In two dimensions, we defined the finite part $\text{PF}\left(1/k^2\right)$, where $k\equiv|\vec{k}|=\sqrt{k_x^2+k_y^2}$, as the distribution such that for each test function $f$ \begin{equation} \left\langle \text{PF}\left(\frac{1}{k^2}\right),f\right\rangle =\text{PF}\iint\!d^2\vec{k}\frac{f(\vec{k})}{k^2} =\iint_{k<1}\!\!\!d^2\vec{k}\frac{f(\vec{k})-f(0)}{k^2}+\iint_{k>1}\!\!\!d^2\vec{k}\frac{f(\vec{k})}{k^2} \end{equation}
Quoting my professor:
Sloppily then we can compute the inverse Fourier transform as \begin{equation} \frac{1}{(2\pi)^2}\left\langle \text{PF}\left(\frac{1}{k^2}\right),e^{i\vec{k}\cdot\vec{x}}\right\rangle = \frac{1}{(2\pi)^2}\text{PF}\iint\!d^2\vec{k}\frac{e^{i\vec{k}\cdot\vec{x}}}{k^2} = \frac{1}{(2\pi)^2}\text{PF}\int_0^\infty\!dk \frac{k}{k^2}\int_0^{2\pi}d\vartheta\,e^{ikr\cos{\vartheta}} \end{equation} Where we used spherical coordinates in two dimensions, and we called $r\equiv |\vec{x}|=\sqrt{x^2+y^2}$. Using Bessel $J_n$ functions, one eventually get \begin{equation} \frac{1}{(2\pi)^2}\left\langle \text{PF}\left(\frac{1}{k^2}\right),e^{i\vec{k}\cdot\vec{x}}\right\rangle = \frac{1}{(2\pi)^2}\text{PF}\int_0^\infty\!dk\, (2\pi)\frac{J_0(kr)}{k} \tag{1} \end{equation} Using now the definition of finite part, and changing variable $u\equiv rk$, it can be showed that \begin{equation} \frac{1}{(2\pi)^2}\left\langle \text{PF}\left(\frac{1}{k^2}\right),e^{i\vec{k}\cdot\vec{x}}\right\rangle = \frac{1}{2\pi}\left\{-\log(r)+\int_0^1\!du\frac{J_0(u)-J_0(0)}{u}+\int_1^\infty\!du\frac{J_0(u)}{u}\right\} \tag{2} \end{equation}
First of all, I can't understand very well how do we get to equation (1), in the sense that it's seems that going in spherical coordinates allows us to "delete" one dimension, in the sense that equation (1) seems the Hadamard's finite part of the one dimensional variable $k$. I really don't understand the meaning of this equation.

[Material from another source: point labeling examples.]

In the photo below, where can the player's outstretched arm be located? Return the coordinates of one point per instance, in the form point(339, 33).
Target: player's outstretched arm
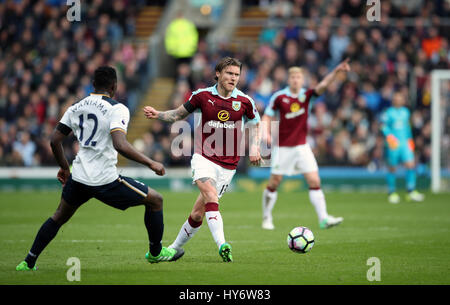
point(329, 78)
point(128, 151)
point(59, 134)
point(167, 116)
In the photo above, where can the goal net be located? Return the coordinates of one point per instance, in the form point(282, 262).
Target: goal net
point(440, 135)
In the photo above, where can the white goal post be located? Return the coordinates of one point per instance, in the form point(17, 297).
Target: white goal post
point(437, 116)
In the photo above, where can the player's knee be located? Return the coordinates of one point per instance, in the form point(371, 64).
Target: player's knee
point(197, 216)
point(210, 196)
point(156, 201)
point(314, 182)
point(274, 182)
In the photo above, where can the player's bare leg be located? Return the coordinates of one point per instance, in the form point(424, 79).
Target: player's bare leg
point(46, 233)
point(317, 198)
point(191, 225)
point(154, 223)
point(208, 190)
point(269, 199)
point(413, 194)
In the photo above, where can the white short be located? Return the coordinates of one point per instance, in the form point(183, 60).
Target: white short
point(293, 160)
point(203, 168)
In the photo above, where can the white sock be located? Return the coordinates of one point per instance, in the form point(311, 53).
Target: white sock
point(317, 199)
point(268, 202)
point(187, 231)
point(215, 222)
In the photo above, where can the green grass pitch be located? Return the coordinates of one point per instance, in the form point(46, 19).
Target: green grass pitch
point(411, 240)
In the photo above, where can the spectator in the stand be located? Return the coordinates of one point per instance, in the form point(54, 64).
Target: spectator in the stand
point(181, 39)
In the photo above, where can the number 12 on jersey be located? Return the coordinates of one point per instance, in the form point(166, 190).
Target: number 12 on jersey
point(89, 141)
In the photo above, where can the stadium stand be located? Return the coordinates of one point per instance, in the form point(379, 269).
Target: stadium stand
point(46, 63)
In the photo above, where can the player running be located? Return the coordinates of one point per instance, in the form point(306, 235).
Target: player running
point(223, 109)
point(293, 154)
point(100, 125)
point(399, 148)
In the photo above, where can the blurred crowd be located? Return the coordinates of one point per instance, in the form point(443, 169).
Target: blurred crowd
point(46, 63)
point(394, 54)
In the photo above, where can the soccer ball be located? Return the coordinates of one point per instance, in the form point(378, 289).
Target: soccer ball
point(300, 240)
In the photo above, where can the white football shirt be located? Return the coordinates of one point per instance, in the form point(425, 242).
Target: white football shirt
point(92, 120)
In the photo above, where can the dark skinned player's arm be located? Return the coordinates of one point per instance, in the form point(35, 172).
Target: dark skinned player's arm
point(59, 134)
point(128, 151)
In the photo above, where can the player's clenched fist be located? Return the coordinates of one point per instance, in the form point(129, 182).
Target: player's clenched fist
point(150, 112)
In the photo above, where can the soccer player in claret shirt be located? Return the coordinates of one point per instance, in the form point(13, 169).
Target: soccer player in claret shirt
point(293, 155)
point(223, 110)
point(399, 148)
point(100, 125)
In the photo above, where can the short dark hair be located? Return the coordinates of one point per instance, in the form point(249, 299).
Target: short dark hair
point(104, 77)
point(225, 62)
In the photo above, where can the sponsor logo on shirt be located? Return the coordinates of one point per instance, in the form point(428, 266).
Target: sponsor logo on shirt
point(236, 105)
point(223, 115)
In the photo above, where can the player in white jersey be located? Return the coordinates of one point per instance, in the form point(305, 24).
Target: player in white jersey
point(100, 125)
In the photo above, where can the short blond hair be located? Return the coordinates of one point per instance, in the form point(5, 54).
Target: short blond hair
point(296, 70)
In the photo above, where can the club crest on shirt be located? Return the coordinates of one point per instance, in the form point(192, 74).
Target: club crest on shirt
point(236, 105)
point(295, 107)
point(302, 97)
point(223, 115)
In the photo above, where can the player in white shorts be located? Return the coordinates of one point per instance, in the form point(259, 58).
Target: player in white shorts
point(293, 155)
point(100, 125)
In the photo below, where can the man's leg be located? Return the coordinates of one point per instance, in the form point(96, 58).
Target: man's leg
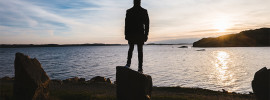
point(140, 56)
point(130, 51)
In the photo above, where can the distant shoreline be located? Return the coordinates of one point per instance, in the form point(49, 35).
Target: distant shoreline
point(71, 45)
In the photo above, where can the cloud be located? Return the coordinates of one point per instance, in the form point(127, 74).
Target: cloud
point(102, 21)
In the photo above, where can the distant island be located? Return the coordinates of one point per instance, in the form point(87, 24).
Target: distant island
point(249, 38)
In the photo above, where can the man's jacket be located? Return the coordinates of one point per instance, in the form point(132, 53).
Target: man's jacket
point(136, 25)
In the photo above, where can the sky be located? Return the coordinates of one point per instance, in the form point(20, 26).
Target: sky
point(102, 21)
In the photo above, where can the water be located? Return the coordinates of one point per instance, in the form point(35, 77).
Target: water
point(231, 69)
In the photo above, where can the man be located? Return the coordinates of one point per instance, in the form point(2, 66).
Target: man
point(136, 31)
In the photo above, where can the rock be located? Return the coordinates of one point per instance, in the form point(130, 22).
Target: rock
point(183, 47)
point(31, 81)
point(108, 80)
point(99, 79)
point(71, 80)
point(81, 80)
point(56, 82)
point(260, 84)
point(6, 78)
point(132, 85)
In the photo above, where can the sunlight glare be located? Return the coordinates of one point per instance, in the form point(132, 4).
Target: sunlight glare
point(222, 25)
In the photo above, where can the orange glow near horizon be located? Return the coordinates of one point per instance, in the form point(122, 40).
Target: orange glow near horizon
point(222, 24)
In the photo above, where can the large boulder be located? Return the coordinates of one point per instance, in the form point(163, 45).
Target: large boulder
point(31, 81)
point(132, 85)
point(99, 79)
point(260, 84)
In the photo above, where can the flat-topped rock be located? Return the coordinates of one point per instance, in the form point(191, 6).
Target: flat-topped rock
point(31, 81)
point(132, 85)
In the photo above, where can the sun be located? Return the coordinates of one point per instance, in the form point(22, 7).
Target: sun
point(221, 25)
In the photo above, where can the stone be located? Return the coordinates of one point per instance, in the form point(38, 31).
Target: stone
point(99, 79)
point(6, 78)
point(71, 80)
point(81, 80)
point(108, 80)
point(260, 84)
point(132, 85)
point(31, 81)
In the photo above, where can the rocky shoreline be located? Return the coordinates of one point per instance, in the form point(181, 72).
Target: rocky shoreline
point(32, 83)
point(99, 88)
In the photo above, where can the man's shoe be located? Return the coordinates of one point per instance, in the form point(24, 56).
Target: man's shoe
point(140, 71)
point(127, 65)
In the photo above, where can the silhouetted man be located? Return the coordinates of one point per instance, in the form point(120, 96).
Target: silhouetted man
point(136, 31)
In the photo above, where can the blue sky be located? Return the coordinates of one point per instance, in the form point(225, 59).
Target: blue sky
point(102, 21)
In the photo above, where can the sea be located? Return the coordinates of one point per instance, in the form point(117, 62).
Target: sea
point(229, 68)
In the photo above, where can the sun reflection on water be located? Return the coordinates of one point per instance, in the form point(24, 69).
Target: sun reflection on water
point(222, 70)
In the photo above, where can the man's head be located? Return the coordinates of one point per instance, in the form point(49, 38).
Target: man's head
point(137, 2)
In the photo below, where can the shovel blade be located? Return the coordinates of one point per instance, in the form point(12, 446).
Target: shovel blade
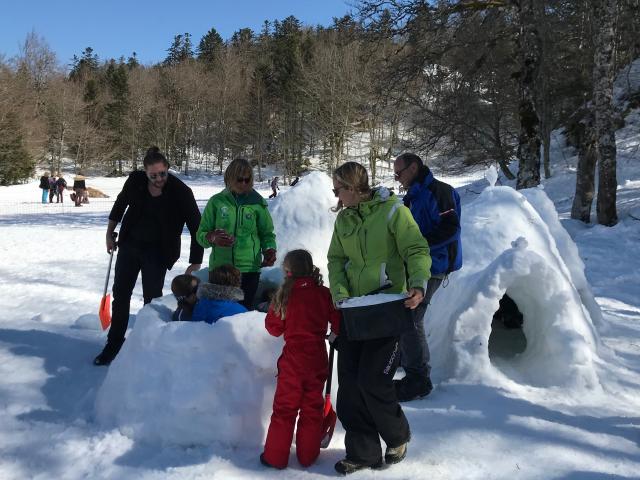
point(105, 312)
point(328, 424)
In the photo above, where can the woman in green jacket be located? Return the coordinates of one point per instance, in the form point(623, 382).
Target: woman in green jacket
point(375, 242)
point(238, 228)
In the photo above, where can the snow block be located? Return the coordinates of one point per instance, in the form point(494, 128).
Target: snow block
point(190, 383)
point(513, 242)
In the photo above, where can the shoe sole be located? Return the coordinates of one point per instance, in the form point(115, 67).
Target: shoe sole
point(376, 466)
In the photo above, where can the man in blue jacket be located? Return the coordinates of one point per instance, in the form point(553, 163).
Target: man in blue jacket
point(435, 206)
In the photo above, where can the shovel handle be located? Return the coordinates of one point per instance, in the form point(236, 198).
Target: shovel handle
point(330, 376)
point(106, 282)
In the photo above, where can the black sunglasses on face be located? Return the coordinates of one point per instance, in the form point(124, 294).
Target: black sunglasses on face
point(153, 176)
point(397, 174)
point(336, 191)
point(182, 298)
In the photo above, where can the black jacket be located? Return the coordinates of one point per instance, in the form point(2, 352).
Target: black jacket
point(178, 207)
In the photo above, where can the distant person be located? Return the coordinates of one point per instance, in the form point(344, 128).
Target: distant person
point(52, 188)
point(153, 206)
point(61, 184)
point(237, 226)
point(301, 310)
point(44, 186)
point(435, 206)
point(274, 187)
point(79, 189)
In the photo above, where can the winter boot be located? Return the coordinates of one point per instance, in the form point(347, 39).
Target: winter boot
point(395, 454)
point(107, 355)
point(346, 466)
point(267, 464)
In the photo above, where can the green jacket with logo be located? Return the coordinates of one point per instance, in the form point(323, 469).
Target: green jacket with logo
point(371, 244)
point(247, 218)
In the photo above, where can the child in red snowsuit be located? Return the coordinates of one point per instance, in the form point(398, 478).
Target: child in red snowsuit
point(301, 309)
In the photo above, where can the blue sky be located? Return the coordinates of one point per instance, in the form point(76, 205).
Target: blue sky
point(118, 27)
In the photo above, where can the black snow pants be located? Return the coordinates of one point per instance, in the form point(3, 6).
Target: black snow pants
point(367, 405)
point(131, 260)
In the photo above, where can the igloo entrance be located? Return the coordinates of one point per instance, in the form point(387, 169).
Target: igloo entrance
point(507, 338)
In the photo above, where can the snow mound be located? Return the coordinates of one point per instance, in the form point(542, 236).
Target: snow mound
point(513, 242)
point(190, 383)
point(303, 218)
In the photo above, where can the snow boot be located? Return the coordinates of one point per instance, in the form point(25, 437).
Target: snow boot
point(395, 454)
point(409, 389)
point(107, 355)
point(346, 466)
point(267, 464)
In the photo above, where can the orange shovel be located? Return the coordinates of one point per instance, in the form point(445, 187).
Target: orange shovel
point(105, 304)
point(329, 415)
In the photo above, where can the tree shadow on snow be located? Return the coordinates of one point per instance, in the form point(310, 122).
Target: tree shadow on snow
point(453, 407)
point(72, 381)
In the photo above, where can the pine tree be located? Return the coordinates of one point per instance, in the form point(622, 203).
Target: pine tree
point(529, 50)
point(16, 165)
point(605, 134)
point(210, 47)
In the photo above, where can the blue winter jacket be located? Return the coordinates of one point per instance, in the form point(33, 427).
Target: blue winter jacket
point(217, 301)
point(435, 206)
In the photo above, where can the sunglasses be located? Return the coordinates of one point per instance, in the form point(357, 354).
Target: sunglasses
point(153, 176)
point(182, 298)
point(397, 174)
point(336, 191)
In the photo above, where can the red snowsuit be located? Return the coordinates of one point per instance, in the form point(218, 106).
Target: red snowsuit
point(302, 372)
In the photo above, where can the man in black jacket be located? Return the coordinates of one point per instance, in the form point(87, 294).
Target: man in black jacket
point(159, 205)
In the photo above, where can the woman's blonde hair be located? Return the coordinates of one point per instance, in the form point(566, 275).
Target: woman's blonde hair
point(354, 176)
point(240, 167)
point(298, 263)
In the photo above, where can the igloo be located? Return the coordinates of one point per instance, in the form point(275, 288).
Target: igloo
point(513, 243)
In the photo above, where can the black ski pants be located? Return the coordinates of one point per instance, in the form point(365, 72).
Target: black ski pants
point(367, 405)
point(132, 260)
point(249, 284)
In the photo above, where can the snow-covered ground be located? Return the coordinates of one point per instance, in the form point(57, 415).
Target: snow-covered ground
point(190, 401)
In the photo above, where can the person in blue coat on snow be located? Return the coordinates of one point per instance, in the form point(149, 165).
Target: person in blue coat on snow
point(435, 206)
point(208, 302)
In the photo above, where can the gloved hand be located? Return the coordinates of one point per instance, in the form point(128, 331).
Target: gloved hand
point(269, 257)
point(335, 341)
point(220, 238)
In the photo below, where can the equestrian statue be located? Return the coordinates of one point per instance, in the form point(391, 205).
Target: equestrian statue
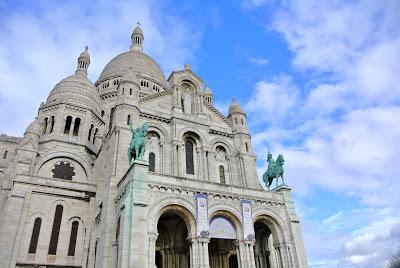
point(274, 171)
point(138, 143)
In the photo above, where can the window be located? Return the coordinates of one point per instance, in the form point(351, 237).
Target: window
point(35, 236)
point(52, 124)
point(221, 174)
point(76, 126)
point(189, 157)
point(72, 238)
point(90, 131)
point(152, 162)
point(55, 232)
point(45, 125)
point(94, 135)
point(68, 124)
point(111, 118)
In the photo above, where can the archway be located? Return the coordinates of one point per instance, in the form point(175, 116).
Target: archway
point(264, 253)
point(222, 250)
point(172, 247)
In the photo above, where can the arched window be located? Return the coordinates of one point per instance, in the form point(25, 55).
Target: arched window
point(35, 236)
point(45, 125)
point(152, 162)
point(52, 124)
point(94, 135)
point(72, 238)
point(90, 131)
point(189, 157)
point(221, 174)
point(76, 126)
point(55, 232)
point(68, 124)
point(111, 118)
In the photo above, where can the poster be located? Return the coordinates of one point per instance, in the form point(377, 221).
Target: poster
point(202, 213)
point(247, 215)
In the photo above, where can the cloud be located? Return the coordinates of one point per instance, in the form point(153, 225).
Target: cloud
point(272, 101)
point(259, 61)
point(340, 132)
point(44, 39)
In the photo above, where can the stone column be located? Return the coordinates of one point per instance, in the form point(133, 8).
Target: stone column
point(152, 249)
point(200, 252)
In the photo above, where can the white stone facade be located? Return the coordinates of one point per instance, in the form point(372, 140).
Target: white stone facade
point(68, 197)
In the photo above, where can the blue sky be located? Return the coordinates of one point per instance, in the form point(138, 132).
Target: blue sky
point(318, 79)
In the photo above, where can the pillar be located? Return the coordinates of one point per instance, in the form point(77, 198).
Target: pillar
point(152, 249)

Then, if we accept that, I cannot understand how to get to equation (2). Indeed if we rename $u=kr$ we get \begin{equation} \frac{1}{(2\pi)^2}\left\langle \text{PF}\left(\frac{1}{k^2}\right),e^{i\vec{k}\cdot\vec{x}}\right\rangle = \frac{1}{2\pi}\int_0^{1/r}\!du\,\frac{J_0(u)-J_0(0)}{u} +\frac{1}{2\pi}\int_{1/r}^\infty\!du\,\frac{J_0(u)}{u} \end{equation} And i really can't understand how to go on, and get the $\log(r)$ term.
I'll change the notation slightly and use $k$ and $w$ for the vectors. Write the action of $1/|k|^2$ on $e^{i k \cdot w}$ by definition as if $e^{i k \cdot w}$ were a test function. In the resulting integral, make the change of variables $k_x = \rho \cos \phi, k_y = \rho \sin \phi$: $$\left< \frac 1 {|k|^2}, e^{i k \cdot w} \right> = \iint_{|k| < 1} \frac {e^{i k \cdot w} - 1} {|k|^2} dk_x dk_y + \iint_{|k| > 1} \frac {e^{i k \cdot w}} {|k|^2} dk_x dk_y = \\ \int_0^1 \int_0^{2\pi} \frac {\exp(i \rho (w_x \cos \phi + w_y \sin \phi)) - 1} \rho d\phi d\rho + \\ \int_1^\infty \int_0^{2\pi} \frac {\exp(i \rho (w_x \cos \phi + w_y \sin \phi))} \rho d\phi d\rho.$$ We know that $$w_x \cos \phi + w_y \sin \phi = r \left( \frac {w_x} r \cos \phi + \frac {w_y} r \sin \phi \right) = r \cos(\phi + \phi_0)$$ for some $\phi_0$, where $r = |w|$; since we're integrating over a complete period, the result does not depend on $\phi_0$, and $$\int_0^{2\pi} e^{i \rho r \cos \phi} d\phi = 2 \pi J_0(\rho r) \Rightarrow \\ \frac 1 {2\pi} \left< \frac 1 {|k|^2}, e^{i k \cdot w} \right> = \int_0^1 \frac {J_0(\rho r) - 1} \rho d\rho + \int_1^\infty \frac {J_0(\rho r)} \rho d\rho = \\ \int_0^r \frac {J_0(u) - 1} u du + \int_r^\infty \frac {J_0(u)} u du = \\ \left( \int_0^1 \frac {J_0(u) - 1} u du + \int_1^r \frac {J_0(u) - 1} u du \right) + \\ \left( \int_1^\infty \frac {J_0(u)} u du + \int_r^1 \frac {J_0(u)} u du \right) = \\ -\ln r + \int_0^1 \frac {J_0(u) - 1} u du + \int_1^\infty \frac {J_0(u)} u du = \\ -\ln r - \gamma + \ln 2.$$ The last step is for extra points.